Ammonia as a carbon-free source of fuel is not a concept from a science-fiction novel. It is here today and leading the way is a US based company called Amogy. Amogy was launched in 2020 by four Massachusetts Institute of Technology (MIT) PhD alumni who shared a common vision of decarbonising the transportation sector, their contribution to helping the world reach Carbon Net Zero by 2050. The start-up has received a total of $208 million in funding from investment firms AP Ventures and DCVC, Amazon’s Climate Pledge Fund, the corporate venture arm of oil giant Saudi Arabia Aramco Energy Ventures, South Korean conglomerate SKI Innovations and Singapore’s state holding company Temasek and others.
Amogy has developed the technology to convert ammonia into a sustainable power source to decarbonise transportation. The company has developed a chemical reactor to take liquid ammonia stored in fuel tanks and “crack” the compound into hydrogen and nitrogen. The hydrogen flows through a fuel cell, which converts chemical energy into electricity to drive the motors.
SO WHY AMMONIA AND HOW DOES IT COMPARE WITH OTHER FORMS OF FUEL?
Ammonia is carbon-free at the point of use. Ammonia is powerful. It is energy dense. The volumetric energy density of liquid ammonia is nearly three times (3x) greater than that of compressed hydrogen. So, if we were to test two modes of transportation – one using ammonia and the other using hydrogen – over an equivalent distance, the vehicle powered by ammonia would need a tank three times less voluminous as the one powered by hydrogen.
Ammonia is easy to store. At an ambient temperature, ammonia can be stored as a liquid with only mild pressure. This reduces the cost, complexity and space requirements for storage compared with liquid hydrogen and liquefied natural gas (LNG).
Lastly, but not least, ammonia is already in our supply chain. In the agricultural sector, ammonia is ubiquitous, as a fertilizer. The production, transport and usage already have the technological maturity, infrastructure and familiarity of the public.
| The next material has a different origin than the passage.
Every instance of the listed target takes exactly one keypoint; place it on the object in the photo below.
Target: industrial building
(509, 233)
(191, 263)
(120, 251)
The technology behind Amogy’s innovation can be applied to various industries – shipping, trucking, material-handling equipment and distributed energy systems and more. It makes sense for Amogy to have their sights on commercial transportation, as it accounts for 9% of today’s global CO2 emissions. Shipping, alone, is responsible for 2% of global CO2 emissions.
To-date, the company has successfully powered a drone flight at a 5kW scale, a tractor using a 100kW powerpack and a semi-truck by scaling the powerpack to 300kW. This year, Amogy is planning to scale to 1MW in a boat demonstration. Beyond that, they plan to scale to 10+MW to power container ships on transoceanic voyages. With that rate of progress, it would be feasible to see ammonia as a mainstream, carbonfree source of fuel before 2050.